The study, carried out by the Resolution Foundation and the Chartered Institute for Personnel and Development (CIPD), continues on from an earlier survey by the two organisations, which discovered that roughly a third of employers planned on boosting productivity to support the increase in their wage bill when NLW is introduced in April at £7.20 per hour for workers aged 25 and over.
However, businesses, particularly those with less than 250 employees, are not sure of how to go about making their workforce more productive, with one employer telling interviewers "we've done all this before. I don't think I can get any more out of them [staff] again".

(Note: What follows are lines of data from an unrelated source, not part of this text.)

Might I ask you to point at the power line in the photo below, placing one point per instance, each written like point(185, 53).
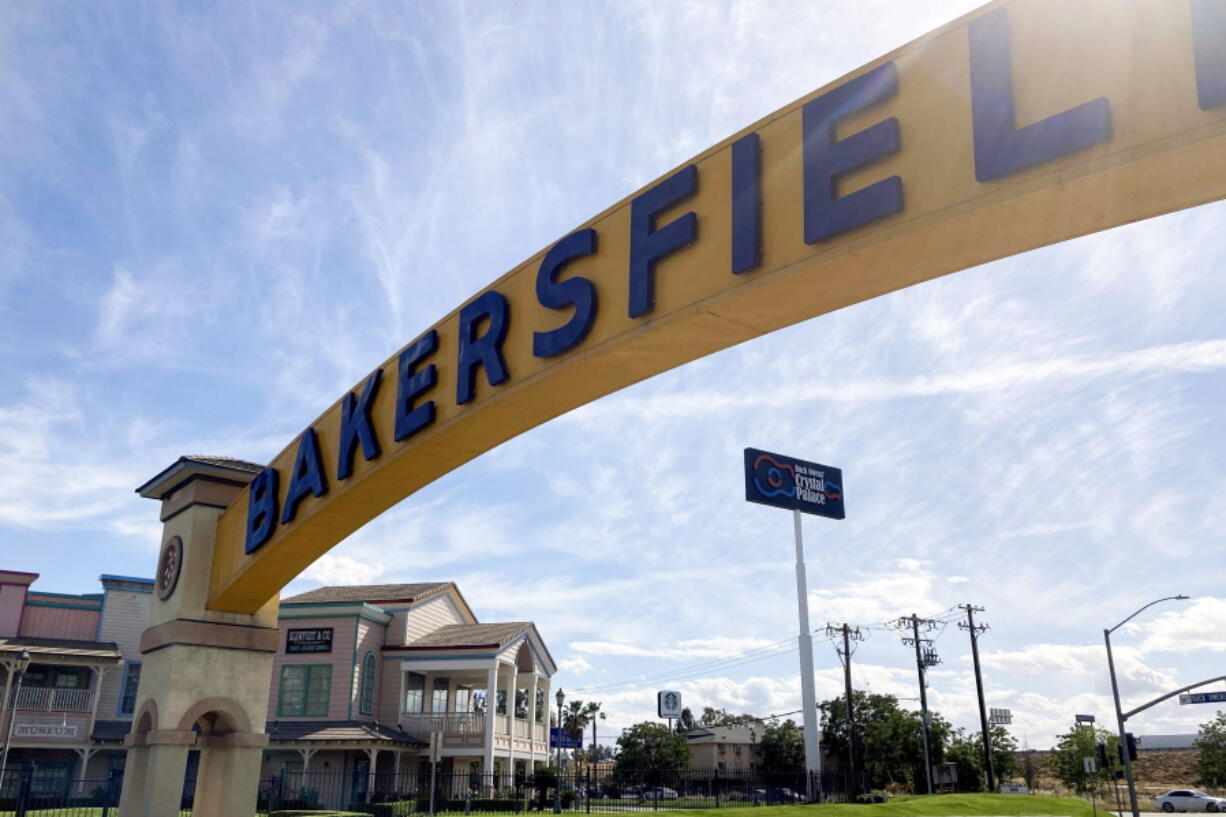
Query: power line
point(926, 656)
point(975, 629)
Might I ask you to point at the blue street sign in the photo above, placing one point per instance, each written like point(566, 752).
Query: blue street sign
point(559, 739)
point(796, 485)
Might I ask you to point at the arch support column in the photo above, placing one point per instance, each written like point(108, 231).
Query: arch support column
point(205, 675)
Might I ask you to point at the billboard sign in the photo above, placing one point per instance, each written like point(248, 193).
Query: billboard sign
point(668, 703)
point(797, 485)
point(562, 739)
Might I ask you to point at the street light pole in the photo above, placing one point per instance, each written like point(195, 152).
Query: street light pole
point(1119, 712)
point(557, 788)
point(19, 674)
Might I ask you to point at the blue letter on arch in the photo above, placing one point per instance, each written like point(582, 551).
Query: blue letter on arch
point(484, 351)
point(356, 427)
point(826, 158)
point(261, 509)
point(1001, 149)
point(307, 476)
point(558, 295)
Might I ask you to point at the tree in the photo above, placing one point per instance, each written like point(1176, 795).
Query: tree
point(967, 752)
point(1211, 752)
point(782, 746)
point(889, 740)
point(652, 750)
point(1067, 761)
point(591, 713)
point(1004, 752)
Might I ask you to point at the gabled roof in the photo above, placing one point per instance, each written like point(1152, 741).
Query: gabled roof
point(337, 731)
point(493, 636)
point(220, 469)
point(373, 593)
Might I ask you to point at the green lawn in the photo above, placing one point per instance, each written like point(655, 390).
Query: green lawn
point(926, 806)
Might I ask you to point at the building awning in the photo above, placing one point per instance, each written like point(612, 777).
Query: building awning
point(60, 648)
point(338, 731)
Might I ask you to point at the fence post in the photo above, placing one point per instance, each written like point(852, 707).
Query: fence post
point(23, 789)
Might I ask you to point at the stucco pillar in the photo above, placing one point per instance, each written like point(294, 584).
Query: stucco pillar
point(199, 666)
point(491, 720)
point(227, 772)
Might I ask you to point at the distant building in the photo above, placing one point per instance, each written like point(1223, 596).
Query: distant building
point(362, 676)
point(725, 748)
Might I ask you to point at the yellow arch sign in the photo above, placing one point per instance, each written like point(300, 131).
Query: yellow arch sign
point(1021, 124)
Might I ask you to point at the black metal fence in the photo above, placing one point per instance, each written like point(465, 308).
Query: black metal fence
point(31, 793)
point(394, 795)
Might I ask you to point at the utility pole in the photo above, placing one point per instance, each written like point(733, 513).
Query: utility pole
point(849, 634)
point(969, 626)
point(926, 656)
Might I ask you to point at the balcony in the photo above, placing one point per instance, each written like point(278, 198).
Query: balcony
point(49, 699)
point(467, 730)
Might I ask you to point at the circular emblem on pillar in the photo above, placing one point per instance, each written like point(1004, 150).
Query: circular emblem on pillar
point(169, 563)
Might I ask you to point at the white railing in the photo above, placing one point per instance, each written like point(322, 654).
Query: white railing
point(449, 723)
point(47, 699)
point(464, 723)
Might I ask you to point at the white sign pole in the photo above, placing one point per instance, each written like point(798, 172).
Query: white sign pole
point(808, 693)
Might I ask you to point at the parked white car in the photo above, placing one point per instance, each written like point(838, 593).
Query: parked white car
point(1189, 800)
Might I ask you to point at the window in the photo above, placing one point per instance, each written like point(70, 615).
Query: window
point(367, 702)
point(128, 690)
point(439, 696)
point(304, 690)
point(70, 680)
point(464, 699)
point(415, 692)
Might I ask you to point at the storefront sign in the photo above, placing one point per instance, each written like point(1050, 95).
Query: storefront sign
point(309, 640)
point(44, 729)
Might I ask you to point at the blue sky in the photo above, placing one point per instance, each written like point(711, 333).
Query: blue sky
point(213, 221)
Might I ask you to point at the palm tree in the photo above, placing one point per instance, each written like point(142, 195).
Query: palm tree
point(591, 712)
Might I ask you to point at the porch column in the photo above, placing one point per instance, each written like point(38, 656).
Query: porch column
point(532, 724)
point(513, 681)
point(99, 674)
point(6, 704)
point(86, 753)
point(491, 709)
point(373, 753)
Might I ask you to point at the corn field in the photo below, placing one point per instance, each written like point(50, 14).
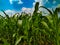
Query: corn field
point(27, 29)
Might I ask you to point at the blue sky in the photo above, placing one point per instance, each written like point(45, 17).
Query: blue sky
point(6, 4)
point(13, 6)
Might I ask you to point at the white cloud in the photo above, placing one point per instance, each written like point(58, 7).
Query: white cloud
point(41, 2)
point(27, 10)
point(19, 1)
point(54, 2)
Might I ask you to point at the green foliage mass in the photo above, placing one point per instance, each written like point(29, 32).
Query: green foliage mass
point(25, 29)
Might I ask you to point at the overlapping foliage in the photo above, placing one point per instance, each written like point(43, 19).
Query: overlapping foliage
point(25, 29)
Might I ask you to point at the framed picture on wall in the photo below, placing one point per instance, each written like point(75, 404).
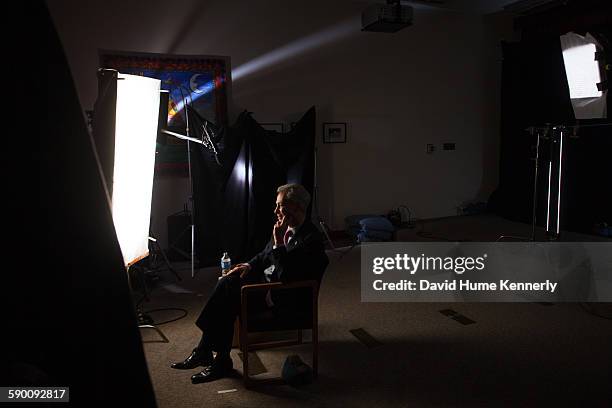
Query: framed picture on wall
point(334, 132)
point(276, 127)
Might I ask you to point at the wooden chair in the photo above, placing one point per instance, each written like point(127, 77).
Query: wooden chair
point(306, 319)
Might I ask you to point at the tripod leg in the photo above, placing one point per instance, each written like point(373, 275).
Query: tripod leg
point(166, 261)
point(324, 228)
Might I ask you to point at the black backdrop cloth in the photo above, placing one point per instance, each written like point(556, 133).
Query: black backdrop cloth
point(535, 92)
point(234, 202)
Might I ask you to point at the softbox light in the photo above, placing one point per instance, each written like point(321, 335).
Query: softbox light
point(125, 130)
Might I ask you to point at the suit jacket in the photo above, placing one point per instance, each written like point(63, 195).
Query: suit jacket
point(303, 258)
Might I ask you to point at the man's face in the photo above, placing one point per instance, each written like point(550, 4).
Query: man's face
point(285, 208)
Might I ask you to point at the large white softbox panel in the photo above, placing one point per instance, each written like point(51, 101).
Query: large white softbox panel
point(135, 137)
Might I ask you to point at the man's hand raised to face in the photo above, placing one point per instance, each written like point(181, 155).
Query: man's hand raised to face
point(280, 227)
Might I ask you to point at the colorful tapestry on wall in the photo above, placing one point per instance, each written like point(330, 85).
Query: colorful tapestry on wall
point(200, 81)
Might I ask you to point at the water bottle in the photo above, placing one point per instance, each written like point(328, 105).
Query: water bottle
point(226, 262)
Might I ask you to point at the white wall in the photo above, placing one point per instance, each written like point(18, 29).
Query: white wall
point(434, 82)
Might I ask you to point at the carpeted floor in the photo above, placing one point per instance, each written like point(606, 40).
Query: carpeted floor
point(512, 355)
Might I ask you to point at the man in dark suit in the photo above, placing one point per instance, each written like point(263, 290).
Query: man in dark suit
point(295, 252)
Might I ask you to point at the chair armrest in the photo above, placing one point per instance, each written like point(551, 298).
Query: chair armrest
point(279, 285)
point(244, 290)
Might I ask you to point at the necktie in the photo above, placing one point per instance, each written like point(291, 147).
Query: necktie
point(287, 237)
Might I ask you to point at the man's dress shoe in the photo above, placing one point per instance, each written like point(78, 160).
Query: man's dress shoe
point(196, 359)
point(221, 367)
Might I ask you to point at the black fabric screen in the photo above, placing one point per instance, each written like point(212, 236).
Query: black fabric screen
point(234, 201)
point(76, 324)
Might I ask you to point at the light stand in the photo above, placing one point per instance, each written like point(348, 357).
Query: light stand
point(189, 139)
point(315, 205)
point(145, 321)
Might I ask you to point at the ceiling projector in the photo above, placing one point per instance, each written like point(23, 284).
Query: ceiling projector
point(386, 18)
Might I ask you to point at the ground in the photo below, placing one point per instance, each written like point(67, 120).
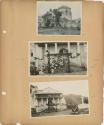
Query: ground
point(65, 112)
point(58, 31)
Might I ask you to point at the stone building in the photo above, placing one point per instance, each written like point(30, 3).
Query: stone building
point(58, 56)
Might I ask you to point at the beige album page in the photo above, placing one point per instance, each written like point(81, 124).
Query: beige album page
point(51, 61)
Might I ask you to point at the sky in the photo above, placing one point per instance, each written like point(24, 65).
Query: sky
point(79, 87)
point(44, 6)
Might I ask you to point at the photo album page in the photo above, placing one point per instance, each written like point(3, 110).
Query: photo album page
point(51, 62)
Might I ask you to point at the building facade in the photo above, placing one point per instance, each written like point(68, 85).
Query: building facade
point(58, 57)
point(46, 100)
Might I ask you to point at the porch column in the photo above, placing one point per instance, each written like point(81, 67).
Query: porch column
point(78, 47)
point(46, 46)
point(41, 101)
point(55, 47)
point(82, 100)
point(68, 47)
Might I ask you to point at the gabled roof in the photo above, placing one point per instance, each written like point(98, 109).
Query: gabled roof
point(48, 90)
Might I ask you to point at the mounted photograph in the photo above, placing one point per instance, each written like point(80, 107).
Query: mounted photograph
point(59, 98)
point(59, 17)
point(57, 58)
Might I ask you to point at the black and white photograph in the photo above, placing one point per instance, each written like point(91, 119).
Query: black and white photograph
point(57, 58)
point(59, 98)
point(59, 17)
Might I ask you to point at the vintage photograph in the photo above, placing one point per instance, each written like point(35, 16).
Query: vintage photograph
point(57, 58)
point(59, 98)
point(59, 17)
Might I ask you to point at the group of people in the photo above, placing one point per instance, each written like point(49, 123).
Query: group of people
point(52, 18)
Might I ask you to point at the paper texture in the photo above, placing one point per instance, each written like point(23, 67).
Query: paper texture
point(18, 27)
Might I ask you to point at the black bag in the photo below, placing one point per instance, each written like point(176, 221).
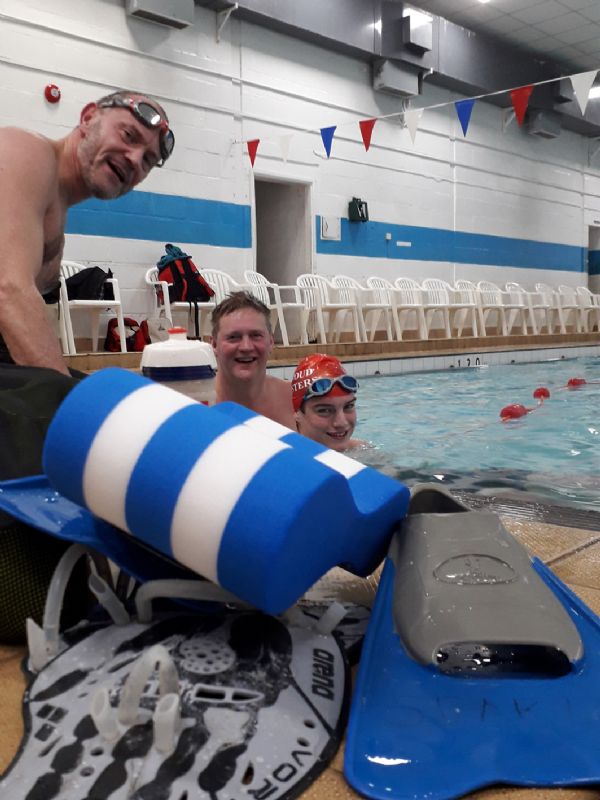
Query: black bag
point(185, 282)
point(87, 284)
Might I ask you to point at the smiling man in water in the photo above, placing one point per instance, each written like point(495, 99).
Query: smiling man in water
point(118, 141)
point(243, 340)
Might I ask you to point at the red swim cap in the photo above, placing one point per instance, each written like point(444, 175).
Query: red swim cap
point(513, 411)
point(540, 393)
point(317, 365)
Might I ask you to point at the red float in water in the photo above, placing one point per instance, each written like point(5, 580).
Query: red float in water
point(541, 393)
point(514, 411)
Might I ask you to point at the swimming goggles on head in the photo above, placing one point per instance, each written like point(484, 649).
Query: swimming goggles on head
point(323, 386)
point(148, 116)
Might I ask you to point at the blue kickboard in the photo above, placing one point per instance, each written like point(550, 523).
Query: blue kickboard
point(263, 517)
point(418, 734)
point(34, 502)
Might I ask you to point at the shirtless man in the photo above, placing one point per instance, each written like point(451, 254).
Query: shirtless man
point(119, 139)
point(242, 340)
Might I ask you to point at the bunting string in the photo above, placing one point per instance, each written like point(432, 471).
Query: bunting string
point(581, 82)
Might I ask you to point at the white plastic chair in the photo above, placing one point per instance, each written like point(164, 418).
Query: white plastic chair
point(494, 300)
point(590, 308)
point(566, 307)
point(409, 300)
point(536, 305)
point(93, 307)
point(321, 299)
point(161, 302)
point(440, 293)
point(270, 294)
point(384, 294)
point(371, 307)
point(570, 300)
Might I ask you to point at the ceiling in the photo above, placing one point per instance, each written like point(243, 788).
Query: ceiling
point(560, 30)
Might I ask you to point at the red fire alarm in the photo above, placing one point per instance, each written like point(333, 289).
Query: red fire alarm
point(52, 93)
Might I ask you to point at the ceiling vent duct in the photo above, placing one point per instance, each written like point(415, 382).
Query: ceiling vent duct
point(173, 13)
point(395, 78)
point(545, 124)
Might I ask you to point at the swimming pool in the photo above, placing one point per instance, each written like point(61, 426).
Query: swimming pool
point(445, 426)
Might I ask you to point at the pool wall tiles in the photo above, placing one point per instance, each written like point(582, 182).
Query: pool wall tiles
point(465, 360)
point(498, 205)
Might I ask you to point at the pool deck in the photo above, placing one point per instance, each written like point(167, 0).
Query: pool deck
point(573, 554)
point(380, 349)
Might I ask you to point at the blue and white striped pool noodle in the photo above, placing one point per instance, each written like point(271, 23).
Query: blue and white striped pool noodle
point(261, 516)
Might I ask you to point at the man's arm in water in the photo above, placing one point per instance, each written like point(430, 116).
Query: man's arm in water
point(28, 180)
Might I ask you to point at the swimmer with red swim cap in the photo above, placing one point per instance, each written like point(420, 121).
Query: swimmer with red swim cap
point(324, 399)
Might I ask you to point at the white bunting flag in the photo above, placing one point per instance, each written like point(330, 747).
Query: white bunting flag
point(582, 83)
point(412, 119)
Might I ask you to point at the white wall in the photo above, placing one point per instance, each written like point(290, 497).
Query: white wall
point(258, 84)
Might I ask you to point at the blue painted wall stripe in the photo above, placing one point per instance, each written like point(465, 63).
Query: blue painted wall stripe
point(171, 218)
point(367, 239)
point(163, 218)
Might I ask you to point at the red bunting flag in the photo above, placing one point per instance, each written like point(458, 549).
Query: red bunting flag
point(366, 129)
point(520, 99)
point(252, 146)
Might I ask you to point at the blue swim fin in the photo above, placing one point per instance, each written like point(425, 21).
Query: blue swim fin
point(479, 666)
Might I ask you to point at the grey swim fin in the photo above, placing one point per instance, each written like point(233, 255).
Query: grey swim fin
point(479, 666)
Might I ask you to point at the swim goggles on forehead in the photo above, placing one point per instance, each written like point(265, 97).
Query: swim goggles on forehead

While a handful of employers – 10 per cent among smaller businesses and 17 per cent among larger – are considering reducing staff numbers to control additional costs of NLW, many see that solution as a false economy. One hotel owner told the researchers "if you start cutting staff…that could impact on the guest experience".
Conor D’Arcy, policy analyst at the Resolution Foundation, said:
"The introduction of the National Living Wage will be a big bang for low-paid staff. But it will be more of a slow burner for businesses, with many waiting to see how sectors respond over the coming years.
"This presents a crucial window of opportunity for government to work with business to share best practice, understand the support they need, and consider how productivity can be improved in low paying sectors."
Meanwhile, Mark Beatson, chief economist at the CIPD, added:
"With just over a month to go until the introduction of the National Living Wage, most employers likely to be affected will be concentrating on the practical steps necessary to ensure they implement the new wage on time. But our reports suggest there is a lot more uncertainty among employers on how they are going to make sure this step up in pay isn’t one that threatens jobs or the business."